Bigotry will cost you, Ronnie
Aman called Ronnie saw fit this week to tell us what he thinks of black girls who do not want to have their hair policed at schools that regard braids as inherently unruly. Ronnie decided to perform a slippery slope fallacy on radio.
He asserted that allowing black girls to wear their hair as they saw fit, on the basis of “their culture”, would also lead them to demand to wear grass skirts because that too is “their culture”.
Ronnie obviously thinks he knows what “black culture” consists of and makes ridiculous assertions about the content of such cultural norms.
There is a lack of humility in claiming knowledge about “their culture” even as you reveal the social distance between yourself and “them”. This lack of epistemic humility is an inherent feature of white supremacy.
The logic of this nonchalant performance of knowledge about “them” is that “they” are such grass skirt-wearing simpletons that I, Ronnie, can confidently say that I “know them”.
This isn’t surprising. Ronnie’s confidence in his capacity to intuitively and wholly know black life without evidence of any actual touchpoints between his supremacist self and the anthropologised natives is a key ingredient of the white supremacist psychology.
What is also ridiculous in this insult is the lack of irony in how he essentialises black life.
He is probably the kind of character who gets mortally offended when he hears generalisations about “white South Africans”. Whites must be individuated. Blacks, on the other hand, are a type.
Blacks, furthermore, can be reasonably characterised in group-identity terms. White people, however, cast in essentialist notions of white “culture” quickly incur the wrath of those who stand ready with stock critiques of identity politics.
Ronnie is not curious about why black teenagers may feel excluded by the norms of their school. Ronnie does not invite explanation. Ronnie does not seek comprehension. Ronnie is not puzzling through black rage. Ronnie does not recognise the black teenager’s humanity.
He simply stands ready to condemn. He is ready to anthropologise. He is ready to misconstrue a complex and cogent articulation of exclusionary praxis in educational institutions as an antisocial demand by black girls not to be subject to rules.
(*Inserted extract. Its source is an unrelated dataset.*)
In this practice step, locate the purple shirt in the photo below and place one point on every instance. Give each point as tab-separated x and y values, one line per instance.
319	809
The lack of political and intellectual sophistication on Ronnie’s part is also ironic. No doubt in his mind he is mentally agile and socially astute. So much so that he does not fear his own impulse to dial the number of a radio station ready to share observations about “them”. After all, Ronnie knows “them” very well, doesn’t he?
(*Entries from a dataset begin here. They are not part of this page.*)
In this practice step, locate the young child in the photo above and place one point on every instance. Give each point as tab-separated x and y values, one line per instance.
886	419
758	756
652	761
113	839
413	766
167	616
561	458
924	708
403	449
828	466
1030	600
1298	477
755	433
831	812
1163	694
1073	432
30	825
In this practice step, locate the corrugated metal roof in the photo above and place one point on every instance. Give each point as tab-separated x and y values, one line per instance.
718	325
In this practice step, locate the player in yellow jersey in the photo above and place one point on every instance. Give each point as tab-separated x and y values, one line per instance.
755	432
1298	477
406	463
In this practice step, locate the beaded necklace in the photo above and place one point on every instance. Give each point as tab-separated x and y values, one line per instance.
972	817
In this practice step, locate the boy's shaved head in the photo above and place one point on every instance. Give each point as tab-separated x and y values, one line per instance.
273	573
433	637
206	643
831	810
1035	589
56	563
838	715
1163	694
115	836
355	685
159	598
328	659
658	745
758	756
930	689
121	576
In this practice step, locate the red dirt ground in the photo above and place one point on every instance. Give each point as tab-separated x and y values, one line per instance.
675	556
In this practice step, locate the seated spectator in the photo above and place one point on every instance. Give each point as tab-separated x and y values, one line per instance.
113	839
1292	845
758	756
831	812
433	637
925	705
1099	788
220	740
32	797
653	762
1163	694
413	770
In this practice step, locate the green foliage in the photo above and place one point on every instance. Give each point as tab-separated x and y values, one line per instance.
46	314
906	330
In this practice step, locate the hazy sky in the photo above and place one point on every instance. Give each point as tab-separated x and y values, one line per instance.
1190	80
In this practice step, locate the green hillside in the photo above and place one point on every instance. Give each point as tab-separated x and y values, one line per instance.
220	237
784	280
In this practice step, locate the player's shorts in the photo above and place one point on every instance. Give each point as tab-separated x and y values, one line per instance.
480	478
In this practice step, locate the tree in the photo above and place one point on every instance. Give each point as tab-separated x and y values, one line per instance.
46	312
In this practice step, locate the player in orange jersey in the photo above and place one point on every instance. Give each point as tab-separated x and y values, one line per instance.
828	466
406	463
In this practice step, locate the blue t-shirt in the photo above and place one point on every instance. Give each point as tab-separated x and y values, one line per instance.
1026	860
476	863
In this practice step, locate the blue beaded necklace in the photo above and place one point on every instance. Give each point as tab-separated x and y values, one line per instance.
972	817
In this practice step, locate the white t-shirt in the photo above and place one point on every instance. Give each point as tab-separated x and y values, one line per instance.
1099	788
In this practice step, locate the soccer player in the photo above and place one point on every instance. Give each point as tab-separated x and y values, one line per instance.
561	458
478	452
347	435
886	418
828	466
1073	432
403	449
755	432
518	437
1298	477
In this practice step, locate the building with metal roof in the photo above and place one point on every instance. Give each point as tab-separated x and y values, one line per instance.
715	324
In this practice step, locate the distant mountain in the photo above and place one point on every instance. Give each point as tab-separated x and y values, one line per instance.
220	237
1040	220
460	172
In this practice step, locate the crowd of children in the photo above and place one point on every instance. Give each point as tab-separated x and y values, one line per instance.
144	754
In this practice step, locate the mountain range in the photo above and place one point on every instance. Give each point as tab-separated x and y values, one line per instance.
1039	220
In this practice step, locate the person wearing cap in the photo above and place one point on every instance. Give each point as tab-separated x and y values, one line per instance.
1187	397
What we do not quite know, however, is how many people think like Ronnie. The anecdotal evidence is confusing at best and disheartening at worst. My radio producers had their hands full with countless white South Africans who wanted to agree with Ronnie and who wanted to add to his hubris with their own, strange, modifications on his viewpoint.
Some, for example, insist that school rules are inherently good, inherently value neutral. One person went so far as to claim that there is a material connection between one’s hair and educational outcomes. Another warned that the legacies of excellence of former whites-only school require these rules about hair to be in place. I was gobsmacked at how these unsubtle constructions of bigotry masqueraded as concern for good pedagogy.
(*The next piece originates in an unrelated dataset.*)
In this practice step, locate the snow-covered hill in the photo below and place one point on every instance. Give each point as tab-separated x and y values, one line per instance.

Mercifully, there are also some white South Africans who are willing to push back against Ronnie, lest anyone should think that the Ronnies in our midst exhaust the range of viewpoints held by white South Africans.
This means, though, that we can play example table tennis. What would be helpful, however, would be for more progressive white South Africans to engage a Ronnie in the family, in the boardroom, over the watercooler, on the golf course, in the queue at Woolworths. It is hard for black South Africans to truly know whether Ronnie is an outlier or an exemplar of what white South Africans think.
It is hard because too few white South Africans are prepared to say: “Not in my name, Ronnie!” The consequence of such silence is that public debate ends up coalescing around the rubbish spoken by someone like Ronnie precisely because too many white people with very different principles and values choose irresponsible silence.
This is not to deny how emotionally exhausting it is to step up to the antiracism challenge every minute of every day. Sometimes you must ignore Ronnie as a matter of selfcare. The impact of Ronnie’s poisonous beliefs can also be restricted to his echo chambers if you do not centre him continuously.
In the long run, however, Ronnie and his ilk will not stop their expressions of supremacy just because we ignore them. Illness does not disappear if you work hard to ignore the signs that all is not well. We have to crowd out those who sully the public space with their expressions of bigotry and the material effects of their bigotry on society.
Call Ronnie out. Ostracise him. Don’t do business with him. Don’t employ him. Let Ronnie know that bigotry can and will cost him, even if these punishments do not guarantee a change in how he sees or relates to “them”. Social and economic sanctions matter for the sake of affirming the dignity of victims of bigotry.